No desfile, a ala Neoconservadores em Conserva foi mais uma demonstração pública que setores do progressismo brasileiro odeiam os evangélicos e os conservadores em geral que prezam por uma visão tradicional de família.
O criador da ala descreveu seu propósito nos seguintes termos: “a fantasia traz uma lata de conserva com uma defesa da dita família tradicional”. Os representantes dessa ala são: do agro, da classe alta, defensores da ditadura e “grupos religiosos evangélicos”. Os evangélicos ortodoxos são associados a extremismo político.
Vocês não sabem prever os sinais desta época? Existem setores da cultura e da sociedade que odeiam, não apenas discordam, e flertam com a possibilidade de criminalizar grupos e valores tradicionais apoiados na Bíblia. Há uma constante tentativa de relacionar grupos conservadores com autoritarismo. Sempre começa assim, depois normaliza-se a perseguição.

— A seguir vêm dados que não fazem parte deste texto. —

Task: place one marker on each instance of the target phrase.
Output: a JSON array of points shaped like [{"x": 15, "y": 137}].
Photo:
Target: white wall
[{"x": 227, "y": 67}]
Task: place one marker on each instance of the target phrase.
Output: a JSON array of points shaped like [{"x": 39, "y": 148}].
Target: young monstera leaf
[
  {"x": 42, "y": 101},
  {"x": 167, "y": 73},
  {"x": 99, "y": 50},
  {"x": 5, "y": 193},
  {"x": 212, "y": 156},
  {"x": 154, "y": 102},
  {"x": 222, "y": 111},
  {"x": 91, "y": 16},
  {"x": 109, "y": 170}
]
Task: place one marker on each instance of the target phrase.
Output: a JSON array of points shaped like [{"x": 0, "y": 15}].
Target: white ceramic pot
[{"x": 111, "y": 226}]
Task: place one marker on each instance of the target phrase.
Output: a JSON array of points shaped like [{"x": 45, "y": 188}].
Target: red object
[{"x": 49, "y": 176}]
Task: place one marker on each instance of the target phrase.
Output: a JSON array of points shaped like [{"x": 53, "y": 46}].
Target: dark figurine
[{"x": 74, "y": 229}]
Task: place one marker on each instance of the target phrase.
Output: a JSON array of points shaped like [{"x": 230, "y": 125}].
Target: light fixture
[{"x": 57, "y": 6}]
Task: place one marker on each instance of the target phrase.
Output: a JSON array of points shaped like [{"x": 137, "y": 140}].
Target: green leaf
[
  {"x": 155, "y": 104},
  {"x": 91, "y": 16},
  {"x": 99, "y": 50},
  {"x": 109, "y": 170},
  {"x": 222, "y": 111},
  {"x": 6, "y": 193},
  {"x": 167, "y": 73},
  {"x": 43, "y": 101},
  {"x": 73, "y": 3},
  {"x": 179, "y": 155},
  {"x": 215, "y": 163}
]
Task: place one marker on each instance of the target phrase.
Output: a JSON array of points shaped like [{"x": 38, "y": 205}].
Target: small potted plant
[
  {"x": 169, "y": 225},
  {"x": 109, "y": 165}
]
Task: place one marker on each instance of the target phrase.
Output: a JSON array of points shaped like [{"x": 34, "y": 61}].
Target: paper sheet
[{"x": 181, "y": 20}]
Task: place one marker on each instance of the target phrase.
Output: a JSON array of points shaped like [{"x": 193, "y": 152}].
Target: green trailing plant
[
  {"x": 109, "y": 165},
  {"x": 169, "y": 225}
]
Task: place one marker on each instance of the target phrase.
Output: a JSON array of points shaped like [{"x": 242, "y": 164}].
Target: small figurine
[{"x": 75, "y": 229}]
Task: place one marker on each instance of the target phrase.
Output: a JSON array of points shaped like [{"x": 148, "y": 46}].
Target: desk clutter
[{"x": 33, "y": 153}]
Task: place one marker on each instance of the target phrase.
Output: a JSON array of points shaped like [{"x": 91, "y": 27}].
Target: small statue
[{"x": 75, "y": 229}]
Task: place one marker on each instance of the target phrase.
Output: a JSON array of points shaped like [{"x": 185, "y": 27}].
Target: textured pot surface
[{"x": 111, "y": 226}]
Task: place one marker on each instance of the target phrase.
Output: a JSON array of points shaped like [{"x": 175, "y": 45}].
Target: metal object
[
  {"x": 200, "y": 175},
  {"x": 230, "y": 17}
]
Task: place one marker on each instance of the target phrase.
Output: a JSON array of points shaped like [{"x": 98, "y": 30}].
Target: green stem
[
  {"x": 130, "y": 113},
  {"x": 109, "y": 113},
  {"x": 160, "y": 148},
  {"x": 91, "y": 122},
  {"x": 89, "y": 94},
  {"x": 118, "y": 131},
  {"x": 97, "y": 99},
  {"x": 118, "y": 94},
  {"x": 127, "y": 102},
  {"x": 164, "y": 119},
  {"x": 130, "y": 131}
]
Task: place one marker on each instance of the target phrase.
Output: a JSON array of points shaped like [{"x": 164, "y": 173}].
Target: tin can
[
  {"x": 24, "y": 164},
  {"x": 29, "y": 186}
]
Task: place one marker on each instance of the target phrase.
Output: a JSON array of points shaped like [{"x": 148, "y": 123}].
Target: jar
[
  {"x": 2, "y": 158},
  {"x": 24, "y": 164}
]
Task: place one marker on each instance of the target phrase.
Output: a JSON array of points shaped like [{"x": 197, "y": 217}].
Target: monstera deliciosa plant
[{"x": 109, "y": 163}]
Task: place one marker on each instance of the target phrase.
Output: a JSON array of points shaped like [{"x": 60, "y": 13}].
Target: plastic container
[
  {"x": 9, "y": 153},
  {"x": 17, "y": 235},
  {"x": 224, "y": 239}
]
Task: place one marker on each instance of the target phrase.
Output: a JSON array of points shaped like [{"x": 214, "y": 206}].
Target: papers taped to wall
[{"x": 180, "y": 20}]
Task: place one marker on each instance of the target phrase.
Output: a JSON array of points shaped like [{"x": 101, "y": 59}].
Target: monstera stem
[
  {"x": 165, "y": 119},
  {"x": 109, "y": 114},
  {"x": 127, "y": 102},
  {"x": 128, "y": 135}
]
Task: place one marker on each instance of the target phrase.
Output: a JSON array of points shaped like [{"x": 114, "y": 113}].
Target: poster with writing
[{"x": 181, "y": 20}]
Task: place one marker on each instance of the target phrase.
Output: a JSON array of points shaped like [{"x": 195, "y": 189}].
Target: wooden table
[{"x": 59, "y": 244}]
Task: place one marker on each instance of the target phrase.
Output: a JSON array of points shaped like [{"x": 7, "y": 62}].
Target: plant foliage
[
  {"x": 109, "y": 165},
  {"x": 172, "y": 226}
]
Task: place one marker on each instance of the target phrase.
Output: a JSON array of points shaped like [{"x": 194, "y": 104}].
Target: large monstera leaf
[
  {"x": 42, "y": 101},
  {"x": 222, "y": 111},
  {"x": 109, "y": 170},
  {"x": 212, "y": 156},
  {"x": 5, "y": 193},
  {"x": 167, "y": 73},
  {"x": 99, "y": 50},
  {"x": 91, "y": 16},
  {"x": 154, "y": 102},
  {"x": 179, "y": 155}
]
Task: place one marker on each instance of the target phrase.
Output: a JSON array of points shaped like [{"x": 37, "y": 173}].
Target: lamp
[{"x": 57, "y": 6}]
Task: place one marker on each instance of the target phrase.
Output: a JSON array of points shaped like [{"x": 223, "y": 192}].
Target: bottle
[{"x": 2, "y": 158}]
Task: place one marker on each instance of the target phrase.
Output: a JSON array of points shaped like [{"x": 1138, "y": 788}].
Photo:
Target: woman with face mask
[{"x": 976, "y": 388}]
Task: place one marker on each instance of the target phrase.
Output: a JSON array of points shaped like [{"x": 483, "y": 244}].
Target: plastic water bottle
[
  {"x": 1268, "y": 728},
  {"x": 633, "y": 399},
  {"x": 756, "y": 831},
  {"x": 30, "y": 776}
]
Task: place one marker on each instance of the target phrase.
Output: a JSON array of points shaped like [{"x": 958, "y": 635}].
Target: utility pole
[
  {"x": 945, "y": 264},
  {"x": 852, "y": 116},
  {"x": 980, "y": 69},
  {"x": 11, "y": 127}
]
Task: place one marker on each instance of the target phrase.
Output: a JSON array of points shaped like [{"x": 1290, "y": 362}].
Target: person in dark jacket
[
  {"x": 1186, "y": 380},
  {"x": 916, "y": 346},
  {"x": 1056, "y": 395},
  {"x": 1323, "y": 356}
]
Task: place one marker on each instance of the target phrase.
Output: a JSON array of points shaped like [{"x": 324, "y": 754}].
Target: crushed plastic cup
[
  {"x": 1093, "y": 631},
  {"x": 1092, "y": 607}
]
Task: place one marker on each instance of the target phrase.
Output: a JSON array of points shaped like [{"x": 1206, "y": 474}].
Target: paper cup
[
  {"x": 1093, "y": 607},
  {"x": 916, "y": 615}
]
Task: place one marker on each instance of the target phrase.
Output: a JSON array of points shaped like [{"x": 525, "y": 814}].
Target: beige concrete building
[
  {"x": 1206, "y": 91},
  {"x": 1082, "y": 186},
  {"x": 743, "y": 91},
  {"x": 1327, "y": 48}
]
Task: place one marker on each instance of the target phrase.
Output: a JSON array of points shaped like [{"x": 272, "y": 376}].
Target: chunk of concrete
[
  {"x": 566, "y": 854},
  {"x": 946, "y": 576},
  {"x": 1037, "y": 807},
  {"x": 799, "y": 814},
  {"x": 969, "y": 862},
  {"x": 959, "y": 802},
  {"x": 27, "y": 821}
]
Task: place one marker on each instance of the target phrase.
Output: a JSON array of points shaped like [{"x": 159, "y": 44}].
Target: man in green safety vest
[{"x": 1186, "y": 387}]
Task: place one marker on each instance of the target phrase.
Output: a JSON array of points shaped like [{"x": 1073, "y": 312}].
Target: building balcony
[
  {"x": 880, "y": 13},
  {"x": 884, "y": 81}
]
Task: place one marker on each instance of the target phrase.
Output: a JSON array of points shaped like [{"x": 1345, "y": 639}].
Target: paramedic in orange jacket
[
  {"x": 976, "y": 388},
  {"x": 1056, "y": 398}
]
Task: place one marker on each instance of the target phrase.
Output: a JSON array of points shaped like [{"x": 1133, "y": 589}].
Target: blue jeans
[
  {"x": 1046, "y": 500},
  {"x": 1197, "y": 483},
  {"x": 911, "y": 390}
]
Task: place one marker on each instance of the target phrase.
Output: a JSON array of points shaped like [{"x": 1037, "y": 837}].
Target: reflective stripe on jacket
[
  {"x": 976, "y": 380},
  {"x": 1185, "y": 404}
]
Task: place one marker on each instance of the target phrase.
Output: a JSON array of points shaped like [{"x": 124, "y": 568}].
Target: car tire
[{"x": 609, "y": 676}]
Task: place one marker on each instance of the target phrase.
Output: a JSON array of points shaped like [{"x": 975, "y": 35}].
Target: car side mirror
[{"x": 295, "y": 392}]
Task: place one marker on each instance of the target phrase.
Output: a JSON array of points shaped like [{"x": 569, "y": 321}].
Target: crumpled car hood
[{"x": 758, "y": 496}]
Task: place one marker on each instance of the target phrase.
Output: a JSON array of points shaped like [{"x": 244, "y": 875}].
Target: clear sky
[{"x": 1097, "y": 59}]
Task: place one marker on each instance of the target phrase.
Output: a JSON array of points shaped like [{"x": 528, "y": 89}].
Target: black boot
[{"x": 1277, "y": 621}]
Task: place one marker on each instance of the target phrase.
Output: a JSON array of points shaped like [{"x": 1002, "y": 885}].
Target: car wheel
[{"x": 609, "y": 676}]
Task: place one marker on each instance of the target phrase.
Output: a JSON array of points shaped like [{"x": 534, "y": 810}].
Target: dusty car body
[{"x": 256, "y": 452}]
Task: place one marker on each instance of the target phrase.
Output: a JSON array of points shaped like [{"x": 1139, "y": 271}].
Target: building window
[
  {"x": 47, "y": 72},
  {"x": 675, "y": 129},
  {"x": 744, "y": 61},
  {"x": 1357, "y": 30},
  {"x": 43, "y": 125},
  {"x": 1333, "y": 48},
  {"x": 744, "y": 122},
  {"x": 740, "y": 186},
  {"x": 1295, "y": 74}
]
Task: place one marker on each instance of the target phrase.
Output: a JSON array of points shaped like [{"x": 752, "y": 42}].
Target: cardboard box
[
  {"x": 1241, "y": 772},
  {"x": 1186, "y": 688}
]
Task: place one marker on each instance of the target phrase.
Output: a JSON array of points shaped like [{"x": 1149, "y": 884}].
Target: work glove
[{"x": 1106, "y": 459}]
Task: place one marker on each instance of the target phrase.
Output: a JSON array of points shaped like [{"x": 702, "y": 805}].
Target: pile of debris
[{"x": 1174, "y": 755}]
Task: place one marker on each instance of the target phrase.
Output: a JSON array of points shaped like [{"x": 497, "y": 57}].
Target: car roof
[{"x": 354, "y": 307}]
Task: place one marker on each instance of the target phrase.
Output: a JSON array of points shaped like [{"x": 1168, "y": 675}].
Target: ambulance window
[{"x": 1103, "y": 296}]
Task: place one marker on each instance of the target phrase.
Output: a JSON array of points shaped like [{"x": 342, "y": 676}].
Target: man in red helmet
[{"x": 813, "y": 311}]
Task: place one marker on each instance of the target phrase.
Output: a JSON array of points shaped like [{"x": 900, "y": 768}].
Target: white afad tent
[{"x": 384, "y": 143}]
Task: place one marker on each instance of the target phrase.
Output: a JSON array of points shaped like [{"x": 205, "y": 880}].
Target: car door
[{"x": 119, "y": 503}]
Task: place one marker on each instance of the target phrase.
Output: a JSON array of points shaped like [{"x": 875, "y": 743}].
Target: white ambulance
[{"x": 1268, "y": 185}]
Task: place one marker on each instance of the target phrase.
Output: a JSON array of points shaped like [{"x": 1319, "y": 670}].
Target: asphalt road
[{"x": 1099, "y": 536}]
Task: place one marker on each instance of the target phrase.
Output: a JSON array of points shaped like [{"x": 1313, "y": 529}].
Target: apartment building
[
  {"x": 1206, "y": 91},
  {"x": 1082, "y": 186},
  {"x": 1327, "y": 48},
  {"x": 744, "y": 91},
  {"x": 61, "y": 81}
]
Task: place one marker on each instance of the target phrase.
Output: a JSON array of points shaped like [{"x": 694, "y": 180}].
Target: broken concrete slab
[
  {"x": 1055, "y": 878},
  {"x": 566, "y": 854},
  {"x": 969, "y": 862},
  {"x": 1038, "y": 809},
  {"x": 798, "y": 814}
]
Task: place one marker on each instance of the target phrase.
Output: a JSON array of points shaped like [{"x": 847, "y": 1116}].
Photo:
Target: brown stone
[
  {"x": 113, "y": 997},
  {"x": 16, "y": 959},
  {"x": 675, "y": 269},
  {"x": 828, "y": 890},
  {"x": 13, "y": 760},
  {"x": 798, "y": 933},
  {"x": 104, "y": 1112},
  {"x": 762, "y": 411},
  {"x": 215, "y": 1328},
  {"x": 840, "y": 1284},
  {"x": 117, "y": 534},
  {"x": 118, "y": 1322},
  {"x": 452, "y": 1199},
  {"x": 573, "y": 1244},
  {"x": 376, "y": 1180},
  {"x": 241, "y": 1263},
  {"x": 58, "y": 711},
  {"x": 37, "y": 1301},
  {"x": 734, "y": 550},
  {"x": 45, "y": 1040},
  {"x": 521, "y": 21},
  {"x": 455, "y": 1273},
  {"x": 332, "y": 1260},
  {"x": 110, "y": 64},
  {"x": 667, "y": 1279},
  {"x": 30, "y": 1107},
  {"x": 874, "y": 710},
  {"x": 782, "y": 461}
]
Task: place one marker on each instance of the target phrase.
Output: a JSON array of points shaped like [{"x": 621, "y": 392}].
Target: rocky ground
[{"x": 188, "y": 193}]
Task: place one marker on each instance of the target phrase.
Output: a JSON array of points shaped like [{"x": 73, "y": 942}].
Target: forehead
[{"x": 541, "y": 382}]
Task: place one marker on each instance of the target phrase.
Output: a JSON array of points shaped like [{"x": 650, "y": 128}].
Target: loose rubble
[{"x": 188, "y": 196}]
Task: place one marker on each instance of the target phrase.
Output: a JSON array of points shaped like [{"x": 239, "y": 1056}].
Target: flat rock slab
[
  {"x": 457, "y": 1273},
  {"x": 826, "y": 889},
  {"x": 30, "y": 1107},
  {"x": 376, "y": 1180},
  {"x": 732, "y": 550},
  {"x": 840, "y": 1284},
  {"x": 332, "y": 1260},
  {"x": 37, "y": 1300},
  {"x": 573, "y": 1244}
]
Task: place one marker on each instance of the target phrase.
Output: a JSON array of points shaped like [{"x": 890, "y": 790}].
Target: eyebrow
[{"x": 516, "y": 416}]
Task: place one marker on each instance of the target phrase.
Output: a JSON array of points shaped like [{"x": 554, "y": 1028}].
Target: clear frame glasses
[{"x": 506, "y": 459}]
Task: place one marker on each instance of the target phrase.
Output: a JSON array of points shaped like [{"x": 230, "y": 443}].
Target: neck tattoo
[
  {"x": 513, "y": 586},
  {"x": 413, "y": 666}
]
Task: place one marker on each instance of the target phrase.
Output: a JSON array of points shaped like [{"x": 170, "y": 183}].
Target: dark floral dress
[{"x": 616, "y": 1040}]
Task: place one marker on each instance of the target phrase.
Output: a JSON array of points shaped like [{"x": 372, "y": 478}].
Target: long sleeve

Esse estado de coisas empurra os evangélicos para a direita e depois vêm uns “inteligentinhos” achando que é um absurdo intergalático os crentes se associarem à direita e se afastarem da esquerda.
O resumo é: verba pública usada para exaltar um candidato à presidência em período que não se pode fazer campanha; verba pública usada para atacar evangélicos destilando ódio; e parcialidade das instituições públicas. O bolsonarismo pode até ter usado muitos evangélicos, mas o lulopetismo odeia os crentes!